![]() |
»The best way to avoid failure is to fail constantly« |
Actually, this isn't something new. You have to do the very same in a classic data center scenario. Just the way to achieve fault tolerance is usually a bit different. In the cloud you try to scale horizontally as much as possible and due to the nature of how the scaling works (e.g. auto scaling web servers in a shared nothing architecture) a single failing component can be easily and automatically replaced. The most common non-cloud approach to fight against the failure is to duel it with duality. With other words: dual servers, power supplies, network links, switches, HBAs, SAN links, fabrics, controller, storage arrays and up to entire data centers often deployed twice or, in larger setups, with n+1 (n>1) redundancy.
![]() | ||||
The SPOF Monster is often introduced during changes to existing infrastructure |
Feeling uncomfortable with that thought in mind? Simply because we have the tendency to avoid failure there are almost no chances to spot weaknesses in the design up until something bad happens. In reality there is always something that has been overlooked and the lurking SPOF Monster is waiting for it, striking hard when you are not prepared.

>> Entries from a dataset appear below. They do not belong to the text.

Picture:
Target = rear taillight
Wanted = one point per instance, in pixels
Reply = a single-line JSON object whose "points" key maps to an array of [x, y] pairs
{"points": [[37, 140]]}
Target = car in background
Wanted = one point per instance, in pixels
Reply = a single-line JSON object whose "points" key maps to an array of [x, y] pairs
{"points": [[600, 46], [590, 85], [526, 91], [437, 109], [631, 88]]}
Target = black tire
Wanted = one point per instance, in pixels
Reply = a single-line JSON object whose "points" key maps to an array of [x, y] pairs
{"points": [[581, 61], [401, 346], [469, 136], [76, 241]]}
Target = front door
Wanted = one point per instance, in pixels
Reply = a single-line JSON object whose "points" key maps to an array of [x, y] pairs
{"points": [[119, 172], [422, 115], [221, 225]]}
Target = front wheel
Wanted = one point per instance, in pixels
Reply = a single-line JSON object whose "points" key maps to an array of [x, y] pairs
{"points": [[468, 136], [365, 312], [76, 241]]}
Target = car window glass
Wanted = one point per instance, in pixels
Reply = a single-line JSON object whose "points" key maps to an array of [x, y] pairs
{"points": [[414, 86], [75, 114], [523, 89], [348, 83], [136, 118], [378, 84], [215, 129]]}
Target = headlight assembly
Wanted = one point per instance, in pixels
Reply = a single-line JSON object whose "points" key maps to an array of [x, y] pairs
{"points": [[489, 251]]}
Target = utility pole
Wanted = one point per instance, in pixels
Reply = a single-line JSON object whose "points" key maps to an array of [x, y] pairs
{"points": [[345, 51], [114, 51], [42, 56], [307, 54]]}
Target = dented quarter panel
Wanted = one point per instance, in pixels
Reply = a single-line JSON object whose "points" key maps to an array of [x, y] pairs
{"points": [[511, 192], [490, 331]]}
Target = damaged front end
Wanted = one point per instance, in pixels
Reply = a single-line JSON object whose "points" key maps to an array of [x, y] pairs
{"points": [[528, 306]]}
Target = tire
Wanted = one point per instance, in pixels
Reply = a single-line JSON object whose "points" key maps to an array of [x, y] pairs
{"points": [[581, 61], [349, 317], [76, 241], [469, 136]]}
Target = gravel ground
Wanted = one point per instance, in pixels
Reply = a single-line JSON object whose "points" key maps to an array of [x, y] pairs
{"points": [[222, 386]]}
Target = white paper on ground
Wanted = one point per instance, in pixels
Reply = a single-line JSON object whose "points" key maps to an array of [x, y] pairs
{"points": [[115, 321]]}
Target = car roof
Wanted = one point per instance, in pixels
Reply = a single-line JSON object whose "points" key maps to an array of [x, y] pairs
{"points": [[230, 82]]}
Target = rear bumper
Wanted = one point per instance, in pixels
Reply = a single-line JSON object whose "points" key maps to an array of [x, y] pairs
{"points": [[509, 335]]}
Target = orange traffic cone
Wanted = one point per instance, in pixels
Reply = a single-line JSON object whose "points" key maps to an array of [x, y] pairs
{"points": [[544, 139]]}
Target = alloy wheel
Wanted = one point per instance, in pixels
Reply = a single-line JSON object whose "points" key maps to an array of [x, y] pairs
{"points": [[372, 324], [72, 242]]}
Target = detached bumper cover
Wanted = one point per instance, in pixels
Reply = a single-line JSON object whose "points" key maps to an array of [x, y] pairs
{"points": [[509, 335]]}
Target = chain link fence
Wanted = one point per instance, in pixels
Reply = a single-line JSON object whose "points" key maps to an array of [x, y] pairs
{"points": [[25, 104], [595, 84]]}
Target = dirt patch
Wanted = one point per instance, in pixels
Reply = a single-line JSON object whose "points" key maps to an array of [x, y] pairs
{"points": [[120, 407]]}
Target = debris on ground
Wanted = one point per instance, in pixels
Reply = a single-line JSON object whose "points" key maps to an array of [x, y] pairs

This is why Netflix runs a script that randomly terminates stuff within their infrastructure. This script is called chaos monkey. The fact that they are running within a cloud environment makes it easy to kill something automatically, no need to run into a data center and plug something out.
At first this approach might sound horrifying, but think about it. If your architecture is indeed fault tolerant, why not prove it by constantly challenging it in a controlled way? That way the SPOF Monster has no chance to grow and will be revealed immediately.
/jr